Un ulteriore inciampo riguarda i “dati anonimi”, che vengono riportati nello schema di regolamento ma che non fanno parte dello strumentario lessicale messo a disposizione dal GDPR.
Infatti, il Garante chiede alla Provincia Autonoma di Trento di sostituire questa locuzione con la più opportuna “dati anonimizzati secondo tecniche allo stato dell’arte”. In più, nella sostanza, il Garante richiama ad impiegare tecniche di anonimizzazione che evitino il rischio di single‑out, cioè di far emergere, pur tra dati apparentemente privi di elementi identificativi, alcune informazioni che rendano identificabili uno o più interessati.
La valutazione d’impatto
Tra gli equivoci lessicali ci sono, inoltre, i riferimenti a tecniche quali l’analisi di big data o il machine learning nell’ambito delle operazioni di trattamento.
In realtà, questo nasconde una carenza molto più grave giacché tali tecniche, ovviamente non riportate dal GDPR tra le operazioni di trattamento, sembrano avvicinare ad un tipo di trattamento che “prevede in particolare l’uso di nuove tecnologie, considerati la natura, l’oggetto, il contesto e le finalità del trattamento, può presentare un rischio elevato per i diritti e le libertà delle persone fisiche” cioè ad un trattamento che rende obbligatoria, secondo il primo paragrafo dell’art. 35 del GDPR, la valutazione d’impatto sulla protezione dei dati personali (DPIA).
Ed è lo stesso legislatore trentino che riconosce la necessità della DPIA perché al comma 1‑bis, art. 4 della legge 16/2010 riferisce che “l’Azienda provinciale per i servizi sanitari, in considerazione della valutazione d’impatto eseguita, è autorizzata a operare la stratificazione del rischio”; purtroppo, però, la DPIA non è mai stata posta all’attenzione del Garante né formalmente né informalmente nonostante, tra l’altro, l’iniziativa preveda l’interconnessione tra diverse banche dati di natura pubblica e privata.
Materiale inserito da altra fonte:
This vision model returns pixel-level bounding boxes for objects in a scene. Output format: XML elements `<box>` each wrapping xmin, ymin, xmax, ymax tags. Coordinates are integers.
Il percorso dall’inizio alla fine
In definitiva, quello che lascia intendere il Garante, fornendo parere positivo allo schema di regolamento, è che il GDPR non pone ostacoli all’impiego di strumenti evoluti per il trattamento di dati personali.
Quindi, vanno bene i big data e l’intelligenza artificiale ma non si possono avviare trattamenti, anche da parte di soggetti pubblici, se non è stato definito con precisione lo “steccato di garanzie” che si offre agli interessati: è un percorso difficile che parte dalla rigorosa individuazione della finalità ed arriva ad una valutazione del rischio (se necessario ad una DPIA) tesa all’individuazione di misure di sicurezza adeguate.
La mancanza di un tassello o gli inciampi lessicali possono nascondere una scarsa attenzione al rigore metodologico richiesto dal GDPR e, quindi, alla violazione del principio di accountability tanto caro al legislatore europeo.